Carlos Marchand Paz se levantó de su silla y preguntó si era posible aclarar que era eso de “unos disparos”. No ha lugar. El Fiscal se refería al 24 de octubre del año anterior, 1935. La policía insular asesinó ese día, casi frente a laUniversidad de Puerto Rico, a los nacionalistas Ramón S. Pagán, Eduardo Rodríguez, Pedro Quiñones y José Santiago. El único nacionalista sobreviviente, Dionisio Pearson, fue acusado de asesinato, atentado contra la vida, portación de armas e infracción a la Ley de Explosivos. Esa es otra historia.

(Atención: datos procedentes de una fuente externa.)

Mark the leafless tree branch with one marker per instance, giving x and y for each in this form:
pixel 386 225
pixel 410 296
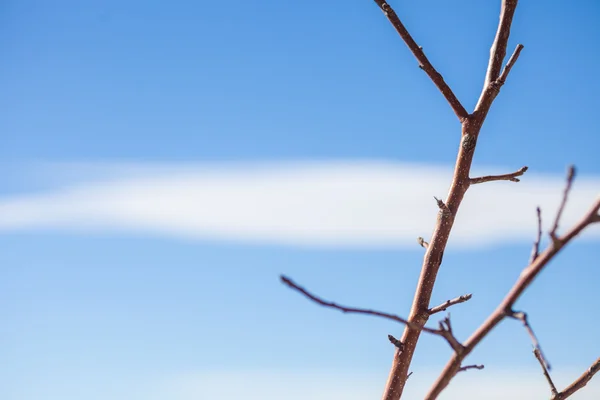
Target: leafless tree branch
pixel 353 310
pixel 563 203
pixel 506 177
pixel 422 242
pixel 424 63
pixel 449 303
pixel 511 61
pixel 471 126
pixel 504 310
pixel 536 244
pixel 445 330
pixel 468 367
pixel 546 371
pixel 521 316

Se alegó que el día de esa masacre, Carlos Marchand estaba por los alrededores. Los policías, una vez realizaron la masacre, entre la celebración y el llamado del deber, descuidaron la escena. Marchand se acercó y creyó ver que uno de los abaleados estaba vivo. Se acercó. El herido alcanzó a decir “toma el reloj”. Otra frase se ahogó con la sangre y solo alcanzó a escuchar “don Pedro”. Aflojó la correa del reloj del herido y se lo hecho al bolsillo. “¡Hey, ¿qué carajo hace?” Habría preguntado a gritos el policía Orlando Colón, apuntando su arma. “ Creo que está vivo”, dijo Carlos. “¡Qué va a estar vivo!” Lo movió con el pie. No. Ya no estaba vivo. El único que estaba vivo, como ya se ha dicho, era Dionisio Pearson. Y como se acercaban ya varios curiosos no hubo oportunidad de rematarlo. La señora que vivía justo en el edificio frente al cual ocurrió la balacera había salido a la calle. Lo había visto todo.

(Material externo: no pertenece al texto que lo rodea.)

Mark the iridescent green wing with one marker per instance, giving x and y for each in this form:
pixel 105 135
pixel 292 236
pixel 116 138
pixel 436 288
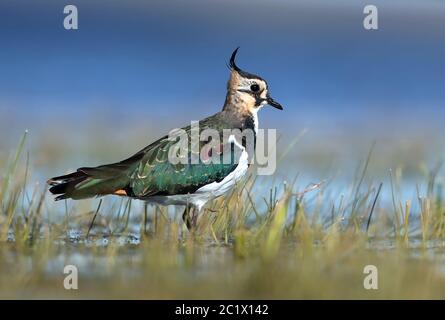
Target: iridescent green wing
pixel 157 174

Marchand, entonces, podía haber identificado a Colón. Lo tuvo de frente. Cerca. Éste le había apuntado con su pistola. El fiscal pudo apropiarse de esa suposición. Lo cierto es que se alegó que al ser arrestado, en diciembre de 1936, Carlos Marchand entregó al periodista Enrique Ramírez Brau el reloj de uno de los nacionalistas muertos en Río Piedras, José “Pepito Santiago, con las siguientes instrucciones:

game el favor de entregarle esto a don Pedro Albizu Campos; le dice que ése es el reloj de Pepito Santiago, que se lo envía Carlos Marchand Paz”. Ramírez Brau era periodista, historiador y poeta modernista. Estaba en todos los lugares importantes en los momentos más adecuados. O inadecuados, según sea el modo de interpretar los sucesos. Pocos meses antes, 23 de febrero de 1936, y mientras atravesaba la calle frente a la iglesia en el Viejo San Juan con una gallina en una mano y su hija en la otra, habría saludado al Jefe de la Policía Insular, Elisha Francis Riggs. Este lo invitó a almorzar, pero la gallina que llevaba el periodista poeta era más urgente para el almuerzo familiar. Poco después, Ramírez escuchó un disparo. Como el veterano periodista era de los de antes, corrió. Es decir, corrió hacia el lugar de donde venía el disparo. Pudo ver el cadáver de Riggs como un maniquí mal puesto en el asiento trasero de un auto. No había  nadie arrestado en los alrededores así que volvió a correr. Esta vez se dirigió al cuartel del Viejo San Juan y entró intempestivamente. Lo que vio allí es otra historia. La que trato de narrar es ésta, de cómo le entregaron el reloj de Pepito.

Carlos Marchand Paz, luego de alegar su inocencia, fue llevado a juicio el 11 de diciembre de 1936, y siete días más tarde convicto por un jurado del delito de asesinato en segundo grado. La Corte de Distrito de San Juan, luego de declarar sin lugar una moción de nuevo juicio, le sentenció a veinte años de presidio con trabajos forzados. Ese no es el final del asunto. Quedan cabos sueltos. A mí no me corresponde atarlos.